“Danielle, this is Penny. Penny, this is my fiancée, Danielle.”
Danielle. I knew that name. He’d mentioned her in passing every now and then, when she’d texted him about work, or when he’d gone out with a group of office friends. “About work?” How could you be so stupid, Penny?
“Penny and I…used to date,” Brad said, and he looked at me with such a pleading expression I was sorely tempted to ask her if she knew we’d both been dating him at the same time.
But Danielle’s face showed no trace of jealousy or triumph or pity. She smiled wide with perfect, white teeth and put her hand out. “Hi, Penny, it’s nice to meet you.”
“Wow, fiancée,” I repeated, hoping my smile didn’t look as fake as his did. “And you have a baby.”
“Yeah.” She looked at Brad the way I used to look at him, love and adoration forged under the heat of his awe-inspiring charisma. And who could blame her? He was the epitome of tall, dark, and handsome, and he could swing from brooding and romantic to open-hearted and vulnerable with every change of his partner’s mood.
And it was all fake. There wasn’t anything deep or honest about him. He’d drawn me in the same way he’d obviously drawn Danielle in, and we’d both fallen for it.

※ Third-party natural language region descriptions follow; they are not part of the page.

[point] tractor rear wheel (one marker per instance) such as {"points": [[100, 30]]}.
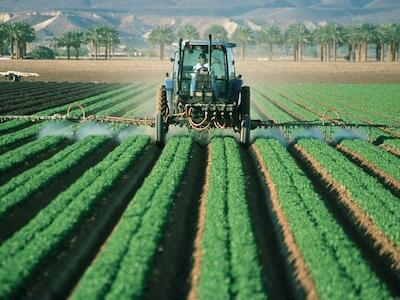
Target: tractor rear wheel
{"points": [[244, 110], [245, 101], [161, 100], [161, 114], [245, 130], [12, 78]]}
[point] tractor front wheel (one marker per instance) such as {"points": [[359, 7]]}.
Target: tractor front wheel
{"points": [[245, 101], [12, 78], [160, 129], [245, 130], [161, 114]]}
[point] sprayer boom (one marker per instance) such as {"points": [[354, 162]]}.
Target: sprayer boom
{"points": [[326, 125]]}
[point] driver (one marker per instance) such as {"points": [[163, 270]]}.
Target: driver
{"points": [[202, 65]]}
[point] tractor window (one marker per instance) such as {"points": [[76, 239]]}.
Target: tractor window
{"points": [[218, 66], [231, 66]]}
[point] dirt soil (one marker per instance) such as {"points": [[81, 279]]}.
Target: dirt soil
{"points": [[253, 71]]}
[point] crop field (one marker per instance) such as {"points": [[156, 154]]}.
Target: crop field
{"points": [[94, 210]]}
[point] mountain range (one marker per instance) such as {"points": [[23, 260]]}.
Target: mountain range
{"points": [[136, 18]]}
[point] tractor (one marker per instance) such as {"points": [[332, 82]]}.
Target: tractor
{"points": [[203, 98], [204, 93]]}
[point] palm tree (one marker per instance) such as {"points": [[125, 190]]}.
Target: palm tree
{"points": [[188, 32], [111, 39], [270, 35], [243, 36], [393, 40], [321, 37], [161, 35], [382, 37], [70, 39], [298, 35], [77, 41], [3, 37], [367, 33], [218, 32], [91, 37], [335, 37], [20, 33], [352, 38]]}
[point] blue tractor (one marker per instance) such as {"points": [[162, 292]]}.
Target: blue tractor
{"points": [[203, 91]]}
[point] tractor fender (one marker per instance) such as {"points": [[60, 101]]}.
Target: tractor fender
{"points": [[169, 86]]}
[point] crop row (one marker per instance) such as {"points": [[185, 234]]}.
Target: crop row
{"points": [[104, 103], [55, 99], [296, 110], [348, 111], [28, 248], [28, 151], [360, 97], [274, 113], [374, 208], [122, 267], [21, 97], [375, 159], [21, 187], [229, 260], [318, 106], [11, 125], [27, 87], [318, 250]]}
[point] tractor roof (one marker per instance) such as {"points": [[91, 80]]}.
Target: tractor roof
{"points": [[205, 43]]}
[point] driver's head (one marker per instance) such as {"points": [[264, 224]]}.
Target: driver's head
{"points": [[202, 59]]}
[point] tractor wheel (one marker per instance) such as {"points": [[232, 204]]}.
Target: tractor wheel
{"points": [[161, 101], [245, 130], [161, 113], [245, 101], [12, 77], [160, 129]]}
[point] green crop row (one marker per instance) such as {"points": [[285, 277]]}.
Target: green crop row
{"points": [[378, 203], [376, 156], [62, 109], [335, 263], [28, 151], [37, 102], [21, 187], [361, 96], [284, 102], [271, 110], [229, 264], [29, 247], [100, 103], [352, 106], [122, 267], [395, 144]]}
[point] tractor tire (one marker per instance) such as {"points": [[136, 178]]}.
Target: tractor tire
{"points": [[12, 77], [245, 101], [161, 101], [160, 129], [161, 114], [245, 130]]}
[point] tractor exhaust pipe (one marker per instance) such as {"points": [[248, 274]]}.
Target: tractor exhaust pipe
{"points": [[180, 64], [209, 52]]}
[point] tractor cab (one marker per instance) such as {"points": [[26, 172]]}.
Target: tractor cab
{"points": [[203, 91], [191, 83]]}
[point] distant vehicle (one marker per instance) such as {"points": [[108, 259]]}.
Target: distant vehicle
{"points": [[14, 76]]}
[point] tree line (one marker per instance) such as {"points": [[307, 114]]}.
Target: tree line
{"points": [[327, 37], [14, 38]]}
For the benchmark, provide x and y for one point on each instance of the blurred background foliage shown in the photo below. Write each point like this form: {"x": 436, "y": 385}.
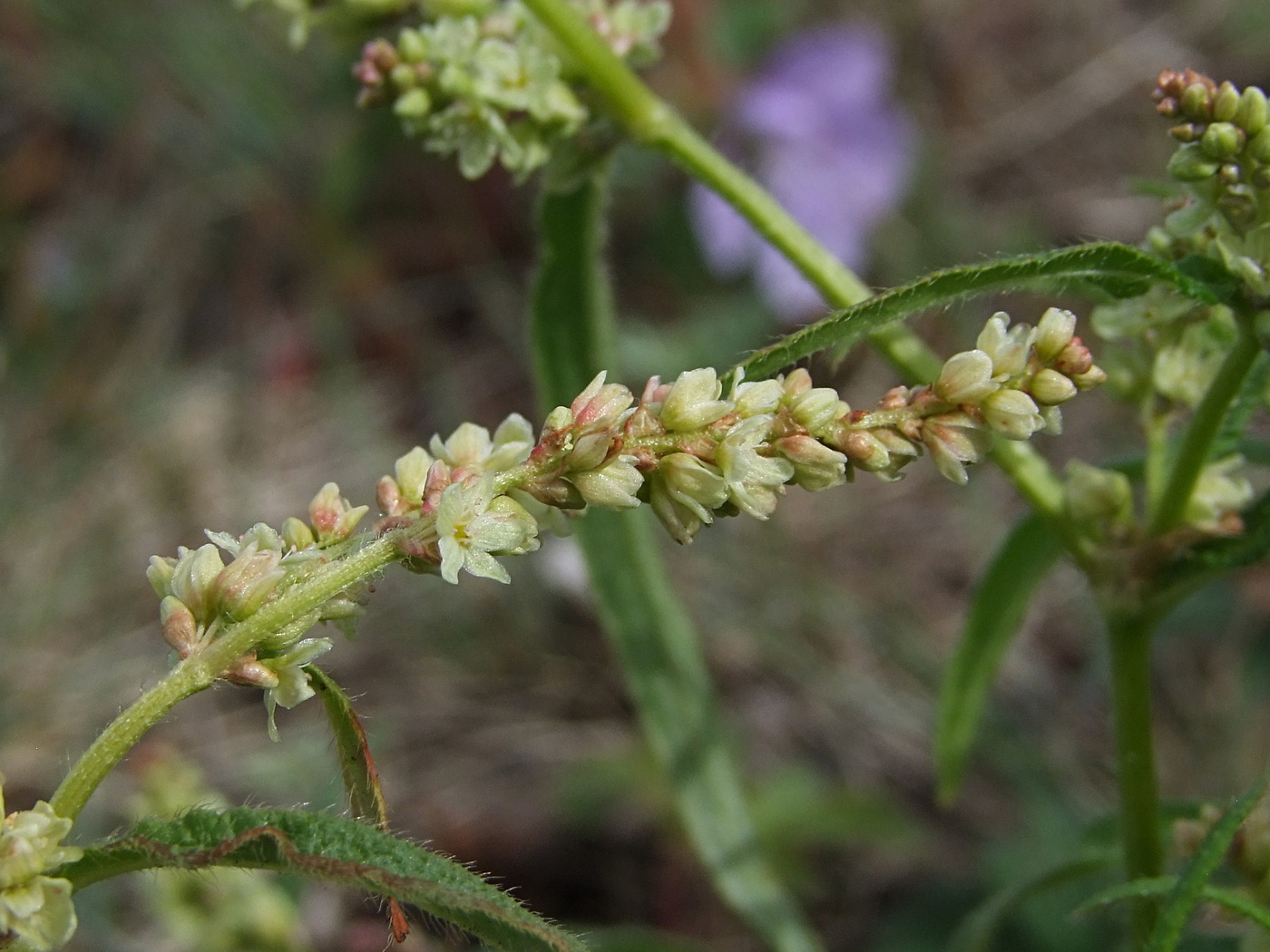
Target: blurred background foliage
{"x": 222, "y": 286}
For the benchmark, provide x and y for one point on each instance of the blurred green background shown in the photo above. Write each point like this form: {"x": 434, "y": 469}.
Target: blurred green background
{"x": 222, "y": 286}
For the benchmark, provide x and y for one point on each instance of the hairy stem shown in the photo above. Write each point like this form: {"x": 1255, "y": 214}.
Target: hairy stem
{"x": 1203, "y": 429}
{"x": 653, "y": 122}
{"x": 1130, "y": 630}
{"x": 200, "y": 670}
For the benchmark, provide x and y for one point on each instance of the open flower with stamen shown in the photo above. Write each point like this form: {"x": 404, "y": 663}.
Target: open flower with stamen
{"x": 34, "y": 907}
{"x": 469, "y": 530}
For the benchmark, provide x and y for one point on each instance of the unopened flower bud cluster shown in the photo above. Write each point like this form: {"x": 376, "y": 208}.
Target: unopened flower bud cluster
{"x": 1225, "y": 161}
{"x": 484, "y": 82}
{"x": 685, "y": 448}
{"x": 200, "y": 594}
{"x": 34, "y": 907}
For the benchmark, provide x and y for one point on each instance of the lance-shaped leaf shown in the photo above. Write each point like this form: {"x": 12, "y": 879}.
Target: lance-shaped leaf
{"x": 1115, "y": 268}
{"x": 330, "y": 848}
{"x": 650, "y": 631}
{"x": 1158, "y": 886}
{"x": 996, "y": 613}
{"x": 357, "y": 770}
{"x": 1189, "y": 889}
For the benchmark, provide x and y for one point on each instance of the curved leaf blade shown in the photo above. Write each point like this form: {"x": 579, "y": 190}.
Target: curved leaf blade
{"x": 996, "y": 613}
{"x": 657, "y": 645}
{"x": 1189, "y": 889}
{"x": 1108, "y": 264}
{"x": 329, "y": 848}
{"x": 1162, "y": 885}
{"x": 981, "y": 927}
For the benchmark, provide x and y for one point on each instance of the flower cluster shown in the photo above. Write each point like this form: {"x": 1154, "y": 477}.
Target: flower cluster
{"x": 484, "y": 82}
{"x": 1225, "y": 162}
{"x": 685, "y": 448}
{"x": 200, "y": 596}
{"x": 34, "y": 907}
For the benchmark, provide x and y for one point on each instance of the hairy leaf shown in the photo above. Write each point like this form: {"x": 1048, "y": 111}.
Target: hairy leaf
{"x": 996, "y": 613}
{"x": 977, "y": 932}
{"x": 329, "y": 848}
{"x": 1115, "y": 268}
{"x": 650, "y": 628}
{"x": 357, "y": 770}
{"x": 1158, "y": 886}
{"x": 1189, "y": 889}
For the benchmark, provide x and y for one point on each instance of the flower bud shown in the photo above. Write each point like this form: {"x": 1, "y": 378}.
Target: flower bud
{"x": 1226, "y": 103}
{"x": 694, "y": 402}
{"x": 1191, "y": 164}
{"x": 180, "y": 628}
{"x": 1251, "y": 116}
{"x": 611, "y": 486}
{"x": 1050, "y": 387}
{"x": 1053, "y": 333}
{"x": 245, "y": 583}
{"x": 1012, "y": 414}
{"x": 161, "y": 574}
{"x": 1099, "y": 497}
{"x": 758, "y": 397}
{"x": 296, "y": 533}
{"x": 1222, "y": 141}
{"x": 965, "y": 378}
{"x": 332, "y": 516}
{"x": 193, "y": 577}
{"x": 816, "y": 408}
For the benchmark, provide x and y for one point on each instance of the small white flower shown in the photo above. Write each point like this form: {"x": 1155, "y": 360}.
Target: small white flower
{"x": 753, "y": 481}
{"x": 34, "y": 907}
{"x": 469, "y": 530}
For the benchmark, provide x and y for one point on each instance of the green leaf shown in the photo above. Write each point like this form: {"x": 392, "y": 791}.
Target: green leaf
{"x": 977, "y": 932}
{"x": 357, "y": 770}
{"x": 1115, "y": 268}
{"x": 329, "y": 848}
{"x": 1189, "y": 889}
{"x": 1162, "y": 885}
{"x": 997, "y": 611}
{"x": 650, "y": 631}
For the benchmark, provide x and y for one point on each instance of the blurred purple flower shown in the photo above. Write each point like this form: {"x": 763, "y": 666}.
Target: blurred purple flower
{"x": 827, "y": 142}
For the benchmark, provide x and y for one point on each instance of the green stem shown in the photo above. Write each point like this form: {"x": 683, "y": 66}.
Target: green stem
{"x": 653, "y": 122}
{"x": 1203, "y": 429}
{"x": 1130, "y": 630}
{"x": 199, "y": 672}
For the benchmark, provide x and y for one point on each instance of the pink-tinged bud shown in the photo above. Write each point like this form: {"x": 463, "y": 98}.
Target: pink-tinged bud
{"x": 612, "y": 486}
{"x": 250, "y": 673}
{"x": 894, "y": 399}
{"x": 296, "y": 533}
{"x": 193, "y": 577}
{"x": 1054, "y": 332}
{"x": 1073, "y": 359}
{"x": 387, "y": 497}
{"x": 965, "y": 378}
{"x": 816, "y": 466}
{"x": 245, "y": 583}
{"x": 1011, "y": 413}
{"x": 1050, "y": 387}
{"x": 332, "y": 516}
{"x": 865, "y": 451}
{"x": 954, "y": 440}
{"x": 694, "y": 402}
{"x": 180, "y": 628}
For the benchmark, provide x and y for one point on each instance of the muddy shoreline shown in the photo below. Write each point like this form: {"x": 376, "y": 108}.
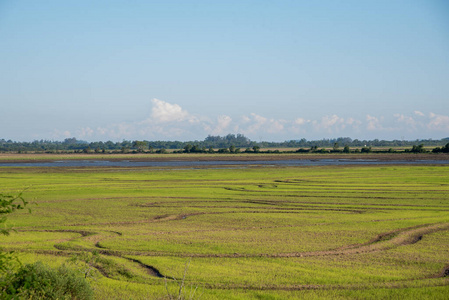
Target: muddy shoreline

I wanted to vomit on his shoes.
I realized that over the sound of the buzzing in my ears, Danielle was still talking. “—even though she was a surprise.”
“Aren’t surprises just…the best?” I asked, feeling a knot of tears welling in my throat. “How old is she?”
“Four months,” Danielle answered, with all the pride of a new mother.
Meanwhile, I was frantically counting backward. Brad and I had broken up in late May. He’d waited. My god, he’d strung us both along, right up until she was ready to give birth? Or maybe even after?
How could he have done this to me? To either of us, really? I wanted to hate her, but I couldn’t believe she had any idea. She seemed very nice and enthusiastic to share the details of her romance with my boyfriend.
But he wasn’t my boyfriend, anymore. And he apparently hadn’t been, for god only knew how long.
“Well, congratulations, to both of you.” I gestured to my Fitbit. “I don’t want to be rude, but I’m trying to keep my heart rate up. Training, you know?”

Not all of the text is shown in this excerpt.